HC Deb 29 March 1999 vol 328 cc727-8
43. Sir Teddy Taylor (Rochford and Southend, East)

For how many hours the House sat in the latest parliamentary Session; and what were the figures for five, 10 and 15 years ago. [77413]

The President of the Council and Leader of the House of Commons (Mrs. Margaret Beckett)

Last Session, the House sat for 2,117 hours and 36 minutes. In the 1992–93 Session, the figure was 1,985 hours and six minutes, and in the 1987–88 Session, 1,978 hours and 40 minutes. In 1983–84, the first Session of that Parliament, the House sat for 1,909 hours and 29 minutes. In other words, I confirm that the House sat for longer last Session than in the past.

Sir Teddy Taylor

In view of those worrying figures, does it not concern the Leader of the House that the Government are not subject to daily scrutiny for long periods during recesses? In view of Members' increased work load, might there not be a case for reducing the length of recesses and, perhaps, adjourning the House earlier than the normal 10 pm?

Mrs. Beckett

The parliamentary calendar and timing of the parliamentary day are kept under continual review by this Government, as they have been by many Governments. The hon. Gentleman will know that, up to now, although we have made some improvements following the Jopling reforms and in this Parliament, all the complications that arise from making major changes have led to their being incremental and experimental. I suspect that that will continue.

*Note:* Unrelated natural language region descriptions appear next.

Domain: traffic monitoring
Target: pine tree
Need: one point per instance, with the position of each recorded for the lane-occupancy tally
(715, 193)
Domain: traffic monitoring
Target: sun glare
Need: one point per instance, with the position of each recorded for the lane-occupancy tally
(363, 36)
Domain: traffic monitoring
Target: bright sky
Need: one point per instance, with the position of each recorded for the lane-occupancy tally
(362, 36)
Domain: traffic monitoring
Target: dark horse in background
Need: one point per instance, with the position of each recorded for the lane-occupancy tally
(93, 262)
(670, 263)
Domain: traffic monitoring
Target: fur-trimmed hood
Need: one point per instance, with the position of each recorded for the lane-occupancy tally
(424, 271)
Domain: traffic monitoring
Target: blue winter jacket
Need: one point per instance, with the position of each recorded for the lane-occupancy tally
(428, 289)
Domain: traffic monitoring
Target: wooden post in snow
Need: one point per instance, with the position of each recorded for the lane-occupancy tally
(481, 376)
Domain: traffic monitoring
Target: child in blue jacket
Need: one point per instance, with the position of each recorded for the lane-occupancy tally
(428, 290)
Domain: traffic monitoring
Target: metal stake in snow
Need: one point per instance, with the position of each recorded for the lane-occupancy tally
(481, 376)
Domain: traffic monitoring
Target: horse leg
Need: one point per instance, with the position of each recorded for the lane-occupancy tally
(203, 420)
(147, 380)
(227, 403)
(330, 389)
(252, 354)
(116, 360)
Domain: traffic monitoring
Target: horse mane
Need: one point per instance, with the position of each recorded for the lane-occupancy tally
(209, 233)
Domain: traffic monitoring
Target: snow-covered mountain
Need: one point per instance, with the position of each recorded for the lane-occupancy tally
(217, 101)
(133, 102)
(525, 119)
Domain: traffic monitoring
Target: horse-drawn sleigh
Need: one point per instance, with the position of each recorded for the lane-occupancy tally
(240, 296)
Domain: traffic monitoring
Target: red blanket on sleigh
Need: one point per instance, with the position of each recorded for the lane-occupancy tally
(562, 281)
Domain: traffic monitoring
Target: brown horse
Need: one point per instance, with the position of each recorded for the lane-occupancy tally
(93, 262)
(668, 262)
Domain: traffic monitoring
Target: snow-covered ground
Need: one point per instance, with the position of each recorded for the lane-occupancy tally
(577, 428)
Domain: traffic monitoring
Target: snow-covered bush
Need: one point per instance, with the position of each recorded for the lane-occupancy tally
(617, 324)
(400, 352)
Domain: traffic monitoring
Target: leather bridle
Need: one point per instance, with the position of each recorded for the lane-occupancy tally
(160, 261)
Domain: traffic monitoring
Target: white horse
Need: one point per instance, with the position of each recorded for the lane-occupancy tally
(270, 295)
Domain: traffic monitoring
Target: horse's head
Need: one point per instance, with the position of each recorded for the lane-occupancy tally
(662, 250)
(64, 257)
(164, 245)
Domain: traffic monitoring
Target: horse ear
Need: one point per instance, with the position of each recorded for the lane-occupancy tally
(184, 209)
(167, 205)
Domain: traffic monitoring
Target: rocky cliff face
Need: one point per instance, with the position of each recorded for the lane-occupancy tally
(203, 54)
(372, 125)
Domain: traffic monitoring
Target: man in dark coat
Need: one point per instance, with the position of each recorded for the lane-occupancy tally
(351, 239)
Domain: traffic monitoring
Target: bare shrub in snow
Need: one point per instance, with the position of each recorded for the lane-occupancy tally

Mrs. Gwyneth Dunwoody (Crewe and Nantwich)

My right hon. Friend will be aware that, luckily, the common sense of the House of Commons is such that most Standing Committees are ignoring the suggestion that they should meet at 9 o'clock on Thursday morning. So far, modernisation has not caused too much difficulty. I trust that she will consult very widely with those who operate in Committee—Standing and Select Committees—before she makes any changes. On a personal note, since I am working longer hours than I was when I came here in 1966, and still spending Fridays in my constituency, I hope that she will not modernise our practices any more—otherwise I shall find myself working 24-hour sessions.

Mrs. Beckett

I know that my hon. Friend, like so many Members, is permanently on duty, although I understand her wish to have more freedom about how and where that duty is exercised. I certainly assure her that we keep under review the changes that have been made and, indeed, would think very carefully about further changes. The motivation behind such changes is always to make this House more efficient and effective in the way in which it carries out its work.

Mr. Ronnie Fearn (Southport)

Is the right hon. Lady aware that, owing to the hours that we now work, particularly on Wednesdays and Thursdays, members of the public cannot see the House of Commons as they used to be able to? Has she any idea about how to facilitate members of the public seeing the House at various other times?

Mrs. Beckett

The House has considered these problems. Of course, it can be something of a moot point; some members of the public would rather see the House working than merely its facilities. People can always, of course, see the facilities of the House during recesses. We keep under review the degree of access that the public have to the House, and take it into account.